Le rédacteur ou la rédactrice de cette légende au sein de la rédaction du Point était en mesure, en consultant les métadonnées de cette photo, de connaître la situation des personnes représentées. Le CDJM considère que le rapprochement des « artisans de la terreur˙» avec les personnes présentes sur la photo, et plus précisément celles visibles sur l’écran du téléphone, constitue un amalgame et une discrimination, une personne se trouvant désignée comme « artisan de la terreur » du simple fait de son origine. L’une de ces personnes désignées sans fondement comme potentiellement dangereuse est décédée, comme le précise l’autrice de la photo dans les métadonnées de l’image. Il y a bien atteinte à la dignité humaine.

Sur l’attention à porter aux personnes vulnérables

On peut considérer que l’homme qui figure sur la photo est effectivement dans une situation de vulnérabilité, dans l’attente de l’identification du corps de son frère et de ses obsèques. Le CDJM considère cependant que la rédaction du Point, qui n’a pas été en contact direct avec cette personne, n’a pas enfreint l’article 8 de la Charte d’éthique mondiale des journalistes qui indique que « le ou la journaliste […] fera preuve d’une attention particulière à l’égard des personnes interrogées vulnérables ».

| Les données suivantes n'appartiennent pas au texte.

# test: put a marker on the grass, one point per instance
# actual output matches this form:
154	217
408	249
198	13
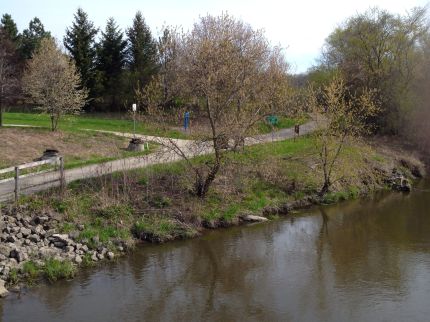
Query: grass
77	123
159	229
155	203
55	269
265	127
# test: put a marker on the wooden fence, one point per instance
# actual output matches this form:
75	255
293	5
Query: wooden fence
57	161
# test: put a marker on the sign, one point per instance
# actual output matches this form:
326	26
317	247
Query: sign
272	119
186	120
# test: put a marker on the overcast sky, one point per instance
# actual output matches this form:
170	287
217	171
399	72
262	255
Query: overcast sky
299	26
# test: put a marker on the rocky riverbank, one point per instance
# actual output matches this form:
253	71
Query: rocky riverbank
26	237
50	236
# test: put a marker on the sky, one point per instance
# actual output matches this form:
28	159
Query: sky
299	26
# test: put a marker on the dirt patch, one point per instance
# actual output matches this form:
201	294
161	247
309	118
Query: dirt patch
21	145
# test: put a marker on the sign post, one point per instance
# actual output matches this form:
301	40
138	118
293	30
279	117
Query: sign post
134	108
186	121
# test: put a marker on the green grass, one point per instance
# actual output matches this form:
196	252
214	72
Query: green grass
76	162
160	229
31	271
54	270
265	127
77	123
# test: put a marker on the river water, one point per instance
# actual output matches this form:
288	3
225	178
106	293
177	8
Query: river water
363	260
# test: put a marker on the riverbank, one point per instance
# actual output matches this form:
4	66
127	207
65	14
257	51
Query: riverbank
110	213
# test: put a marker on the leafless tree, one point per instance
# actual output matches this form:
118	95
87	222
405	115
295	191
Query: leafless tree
9	73
341	118
52	82
230	77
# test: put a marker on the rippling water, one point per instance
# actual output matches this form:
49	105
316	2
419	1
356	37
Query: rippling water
365	260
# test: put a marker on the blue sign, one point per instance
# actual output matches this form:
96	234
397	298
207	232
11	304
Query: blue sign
186	120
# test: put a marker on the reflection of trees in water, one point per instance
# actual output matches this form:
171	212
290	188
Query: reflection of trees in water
202	275
367	238
322	241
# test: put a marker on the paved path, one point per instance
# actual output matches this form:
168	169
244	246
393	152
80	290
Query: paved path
168	153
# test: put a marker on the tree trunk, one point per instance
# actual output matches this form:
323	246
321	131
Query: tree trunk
52	123
325	188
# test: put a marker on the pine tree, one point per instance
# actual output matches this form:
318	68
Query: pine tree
111	60
142	51
32	37
79	41
9	27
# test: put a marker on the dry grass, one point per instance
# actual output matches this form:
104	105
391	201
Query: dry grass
20	145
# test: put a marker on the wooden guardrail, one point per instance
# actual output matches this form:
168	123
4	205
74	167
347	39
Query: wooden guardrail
17	172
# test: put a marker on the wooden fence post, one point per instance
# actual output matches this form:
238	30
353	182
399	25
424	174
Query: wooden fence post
16	184
62	178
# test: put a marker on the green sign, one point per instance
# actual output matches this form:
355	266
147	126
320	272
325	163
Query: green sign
272	119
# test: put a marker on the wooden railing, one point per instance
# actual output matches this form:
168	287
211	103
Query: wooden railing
17	173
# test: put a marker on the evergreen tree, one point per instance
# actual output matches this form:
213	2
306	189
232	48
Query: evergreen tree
110	61
142	51
79	41
9	27
32	37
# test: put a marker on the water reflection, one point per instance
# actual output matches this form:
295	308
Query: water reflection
361	260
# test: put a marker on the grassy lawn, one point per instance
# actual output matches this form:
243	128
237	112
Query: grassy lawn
77	123
283	123
155	203
23	145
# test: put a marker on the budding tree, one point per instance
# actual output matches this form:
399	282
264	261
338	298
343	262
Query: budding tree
229	76
341	118
9	73
52	82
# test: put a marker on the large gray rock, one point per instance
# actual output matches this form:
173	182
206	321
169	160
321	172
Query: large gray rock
253	218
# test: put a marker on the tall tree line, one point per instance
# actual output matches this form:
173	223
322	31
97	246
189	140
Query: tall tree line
115	65
112	63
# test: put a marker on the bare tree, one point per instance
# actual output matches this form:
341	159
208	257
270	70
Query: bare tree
9	73
229	76
341	119
52	82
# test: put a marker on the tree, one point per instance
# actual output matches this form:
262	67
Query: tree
80	42
9	27
9	72
378	50
52	82
341	117
142	51
230	77
32	37
111	60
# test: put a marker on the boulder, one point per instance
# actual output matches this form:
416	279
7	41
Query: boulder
253	218
3	291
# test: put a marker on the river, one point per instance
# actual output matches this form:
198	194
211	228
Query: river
362	260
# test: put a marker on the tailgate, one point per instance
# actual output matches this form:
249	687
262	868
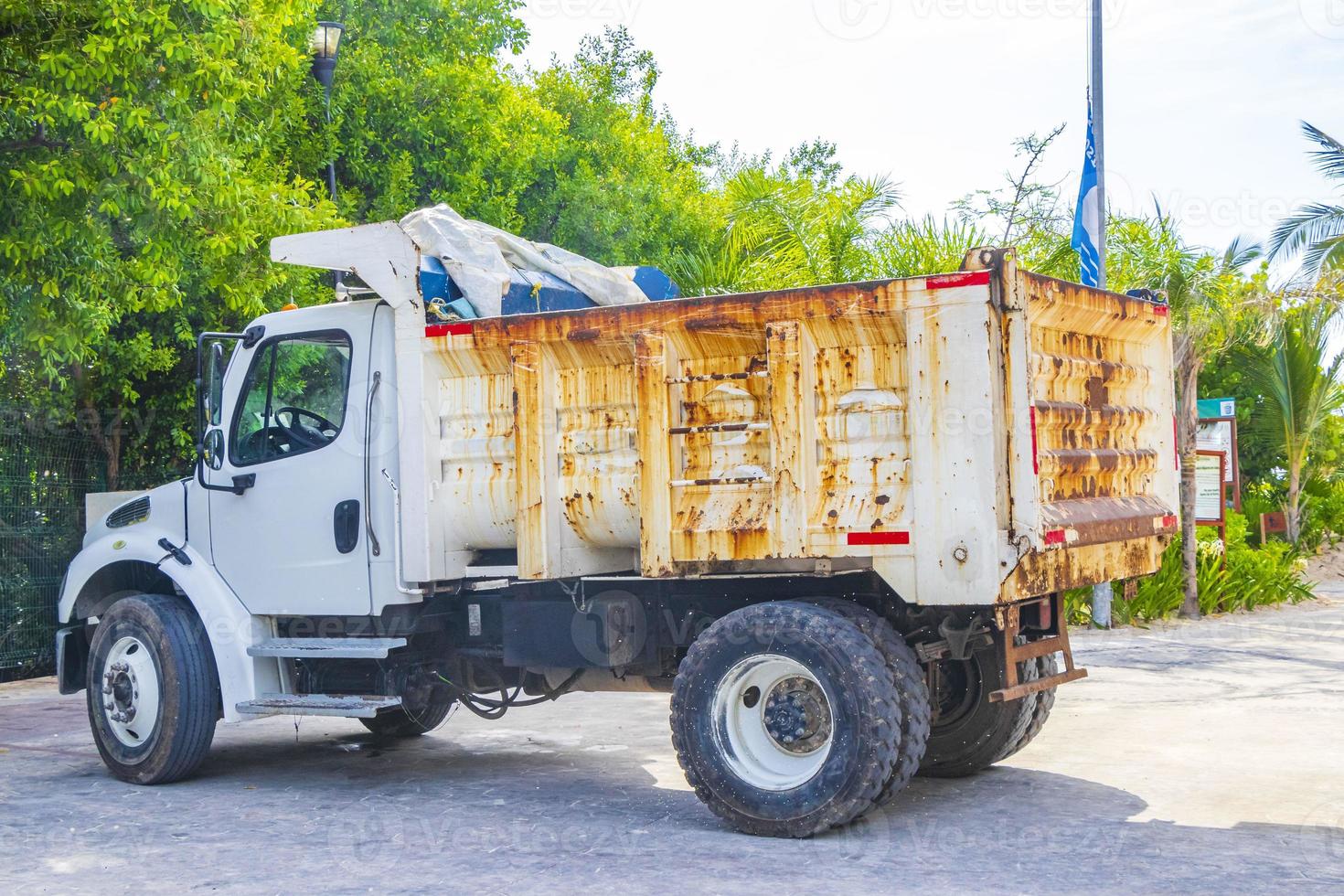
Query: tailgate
1100	395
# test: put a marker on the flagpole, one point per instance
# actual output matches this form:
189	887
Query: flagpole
1097	91
1103	592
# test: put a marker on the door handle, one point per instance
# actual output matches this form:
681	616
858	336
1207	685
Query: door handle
346	526
368	437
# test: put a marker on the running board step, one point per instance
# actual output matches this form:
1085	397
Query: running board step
326	647
316	704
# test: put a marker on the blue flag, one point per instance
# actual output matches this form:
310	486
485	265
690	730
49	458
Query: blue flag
1087	219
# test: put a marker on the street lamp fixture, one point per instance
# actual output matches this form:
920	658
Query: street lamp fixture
325	46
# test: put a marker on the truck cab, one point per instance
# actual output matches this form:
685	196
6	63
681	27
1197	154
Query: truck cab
774	508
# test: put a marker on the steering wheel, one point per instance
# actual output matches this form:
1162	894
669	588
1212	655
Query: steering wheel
308	437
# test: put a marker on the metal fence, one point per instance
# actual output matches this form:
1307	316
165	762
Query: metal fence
43	480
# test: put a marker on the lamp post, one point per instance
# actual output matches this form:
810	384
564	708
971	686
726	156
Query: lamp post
325	48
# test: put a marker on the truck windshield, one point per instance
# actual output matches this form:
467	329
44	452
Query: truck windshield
293	398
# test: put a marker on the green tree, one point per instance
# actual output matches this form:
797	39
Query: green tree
574	155
1300	389
1316	232
792	225
144	152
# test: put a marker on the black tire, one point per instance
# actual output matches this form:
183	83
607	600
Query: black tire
862	700
1046	667
405	723
917	709
187	681
969	732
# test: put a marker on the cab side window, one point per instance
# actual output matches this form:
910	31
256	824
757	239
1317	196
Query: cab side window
293	398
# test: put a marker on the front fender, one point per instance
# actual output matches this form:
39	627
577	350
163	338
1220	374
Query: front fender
228	624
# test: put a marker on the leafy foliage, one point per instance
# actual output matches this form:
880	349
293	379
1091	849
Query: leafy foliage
1316	231
1232	578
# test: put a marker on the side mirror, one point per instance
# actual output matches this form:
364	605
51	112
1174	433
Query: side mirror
212	449
210	397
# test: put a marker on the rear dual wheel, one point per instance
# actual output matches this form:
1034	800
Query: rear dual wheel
788	719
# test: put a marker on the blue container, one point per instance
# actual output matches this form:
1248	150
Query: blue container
528	292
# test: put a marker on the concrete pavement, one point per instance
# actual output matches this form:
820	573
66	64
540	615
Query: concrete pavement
1197	758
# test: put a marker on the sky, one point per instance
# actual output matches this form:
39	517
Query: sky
1203	97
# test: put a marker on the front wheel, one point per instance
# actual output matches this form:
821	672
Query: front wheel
786	719
154	692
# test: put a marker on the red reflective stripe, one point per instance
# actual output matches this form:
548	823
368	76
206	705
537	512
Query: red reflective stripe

Sur l’obligation de rectifier une erreur

Le CDJM prend acte que Le Point a retiré la photo incriminée. En l’absence de réponse du Point, il ne peut savoir quand ce changement été opéré, mais il note que l’image n’apparaît pas dans la version de la page enregistrée par le service Wayback Machine de l’ONG Internet Archive le 28 mars à 17 h 24, alors que l’article a été publié un peu plus d’heure avant. Si cette rectification a été rapide, elle a cependant été partielle. Le public qui a vu la première version de l’article n’est pas informé que les personnes représentées ne sont pas celles que décrivait la légende inexacte.

Plusieurs mois après la publication, le CDJM a constaté par ailleurs qu’on pouvait encore facilement la version originelle de l’article, avec la légende inexacte sur les portails Yahoo Actualités (la page a été finalement été retirée après le 24 septembre) et MSN. En l’absence de réponse du Point, le CDJM ne sait pas si le journal a fait les démarches nécessaires pour alerter ces plateformes d’agrégation de contenu de cette erreur. La rectification de l’erreur est incomplète.

Conclusion

Le CDJM, réuni le 24 septembre 2024 en séance plénière, estime que les obligations déontologiques d’exactitude, de respect de la dignité et rectification des erreurs n’ont pas été respectées. Il considère l’obligation déontologique de faire preuve d’une attention particulière à l’égard des personnes interrogées vulnérables n’a pas été enfreinte.

La saisine est déclarée partiellement fondée.

Cet avis a été adopté à l’issue d’un vote par 16 voix contre 8.